Bewerbung & Interview

„Eigentlich will ich gar nicht hier arbeiten…

… Mein jetziger Job gefällt mir super und auch auch die Kollegen sind nett. Und ich weiß auch gar nicht so genau, ob das Jobangebot hier so richtig zu mir passt.“

Tatsächlich waren das die ersten Worte eines Bewerbers, der zu einem Vorstellungsgespräch gekommen war.

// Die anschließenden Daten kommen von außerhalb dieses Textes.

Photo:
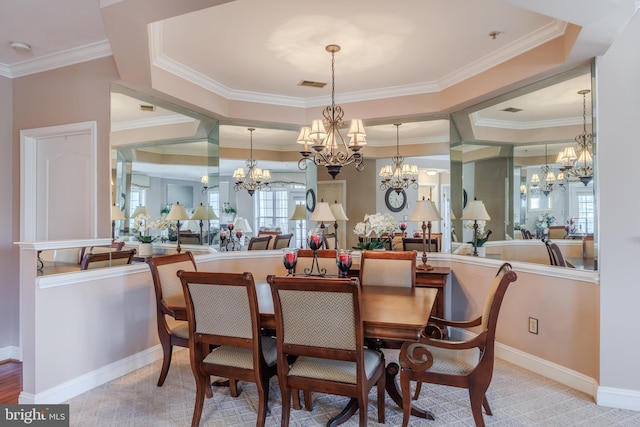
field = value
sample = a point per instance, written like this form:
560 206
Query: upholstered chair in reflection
224 336
466 364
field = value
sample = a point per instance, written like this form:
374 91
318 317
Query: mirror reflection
528 156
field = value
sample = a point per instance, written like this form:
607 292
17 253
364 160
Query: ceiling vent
309 83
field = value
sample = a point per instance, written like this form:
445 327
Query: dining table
389 313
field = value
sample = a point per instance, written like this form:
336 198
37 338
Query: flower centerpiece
374 226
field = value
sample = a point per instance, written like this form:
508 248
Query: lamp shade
116 213
322 213
300 213
140 210
200 213
338 212
242 224
475 210
426 211
177 213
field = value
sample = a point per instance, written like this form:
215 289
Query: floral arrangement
542 224
374 226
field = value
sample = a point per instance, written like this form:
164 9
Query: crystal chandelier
255 178
581 166
398 175
329 147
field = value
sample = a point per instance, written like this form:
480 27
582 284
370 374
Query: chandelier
580 166
329 147
255 178
398 175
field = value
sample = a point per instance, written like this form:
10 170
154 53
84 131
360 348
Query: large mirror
523 155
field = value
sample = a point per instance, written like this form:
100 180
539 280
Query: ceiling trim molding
55 60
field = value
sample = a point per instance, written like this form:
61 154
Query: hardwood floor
10 381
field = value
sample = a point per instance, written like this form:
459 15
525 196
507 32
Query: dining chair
320 342
259 243
106 259
282 241
388 268
169 294
224 336
326 261
465 364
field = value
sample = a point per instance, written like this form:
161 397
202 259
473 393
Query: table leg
392 388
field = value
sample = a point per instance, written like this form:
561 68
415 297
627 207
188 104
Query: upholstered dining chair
106 259
320 342
282 241
326 261
169 294
465 364
259 243
222 311
388 268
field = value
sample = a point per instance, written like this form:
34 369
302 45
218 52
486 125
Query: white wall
618 105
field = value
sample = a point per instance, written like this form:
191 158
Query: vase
145 249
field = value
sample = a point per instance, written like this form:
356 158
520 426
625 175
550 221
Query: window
273 209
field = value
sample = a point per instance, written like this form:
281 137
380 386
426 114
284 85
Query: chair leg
485 404
406 403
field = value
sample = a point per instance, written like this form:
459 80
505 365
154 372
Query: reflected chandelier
255 178
398 175
329 147
581 166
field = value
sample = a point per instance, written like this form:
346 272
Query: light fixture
116 215
582 168
338 212
255 178
177 213
425 211
329 147
398 175
475 211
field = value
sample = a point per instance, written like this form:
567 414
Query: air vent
309 83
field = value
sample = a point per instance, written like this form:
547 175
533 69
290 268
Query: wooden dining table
389 313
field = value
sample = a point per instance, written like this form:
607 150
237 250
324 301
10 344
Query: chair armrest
456 323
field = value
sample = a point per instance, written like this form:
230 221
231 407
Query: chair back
107 259
282 241
415 244
326 261
329 241
166 283
388 268
259 243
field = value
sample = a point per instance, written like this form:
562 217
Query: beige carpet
517 398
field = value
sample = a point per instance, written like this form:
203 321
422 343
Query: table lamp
300 214
475 211
177 213
116 215
426 212
338 212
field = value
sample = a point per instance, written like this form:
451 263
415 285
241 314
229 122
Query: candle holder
315 243
290 259
344 262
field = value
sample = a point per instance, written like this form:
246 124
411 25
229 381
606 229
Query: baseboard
90 380
10 353
553 371
618 398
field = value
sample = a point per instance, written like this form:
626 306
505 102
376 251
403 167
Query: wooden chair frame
415 358
288 351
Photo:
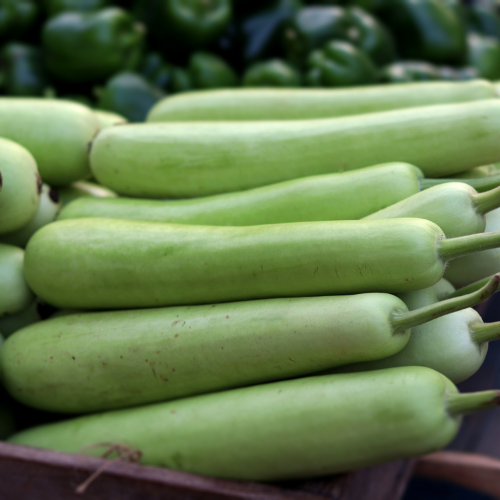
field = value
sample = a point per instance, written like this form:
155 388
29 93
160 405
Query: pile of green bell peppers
108 52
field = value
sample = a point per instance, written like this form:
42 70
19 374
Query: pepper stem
480 184
452 248
488 201
485 332
457 404
404 321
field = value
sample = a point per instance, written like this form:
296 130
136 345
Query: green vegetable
92 46
84 189
427 30
306 427
12 323
185 160
455 207
371 36
483 53
323 197
339 64
17 17
57 133
54 7
83 359
23 70
110 263
410 71
272 73
311 28
20 194
208 71
47 211
130 95
454 345
284 104
108 119
467 270
15 294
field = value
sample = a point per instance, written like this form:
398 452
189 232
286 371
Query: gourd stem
480 184
469 288
402 321
457 404
452 248
485 332
488 201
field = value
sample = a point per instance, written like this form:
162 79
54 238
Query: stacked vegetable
124 56
262 300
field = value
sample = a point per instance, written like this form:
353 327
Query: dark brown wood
476 472
34 474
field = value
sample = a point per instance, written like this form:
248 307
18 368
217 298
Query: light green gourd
99 361
117 264
186 160
20 194
294 429
300 104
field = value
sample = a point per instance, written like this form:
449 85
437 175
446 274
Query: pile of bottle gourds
254 284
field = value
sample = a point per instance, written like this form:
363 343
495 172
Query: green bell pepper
428 30
92 46
260 33
129 95
207 71
273 73
483 21
54 7
16 18
483 53
23 70
371 36
339 64
310 28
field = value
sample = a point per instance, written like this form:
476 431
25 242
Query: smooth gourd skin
450 206
57 133
300 104
20 193
115 264
185 160
84 189
15 294
343 196
293 429
47 211
445 344
466 270
100 361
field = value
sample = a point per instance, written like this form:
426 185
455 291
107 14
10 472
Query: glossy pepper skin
339 64
311 27
16 18
54 7
272 73
23 70
207 71
371 36
483 21
428 30
129 95
112 41
483 53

Zum Hintergrund: Der Kandidat wollte seinen jetzigen Job aufgeben, weil er dort nicht genug verdient hat und viele Dienstreisen zu absolvieren hatte. Ansonsten war alles prima bei seinem jetzigen Arbeitgeber: Die Aufgaben machten Spaß, der Kontakt untereinander war gut – kurz: Der Kandidat fühlte sich sehr wohl dort.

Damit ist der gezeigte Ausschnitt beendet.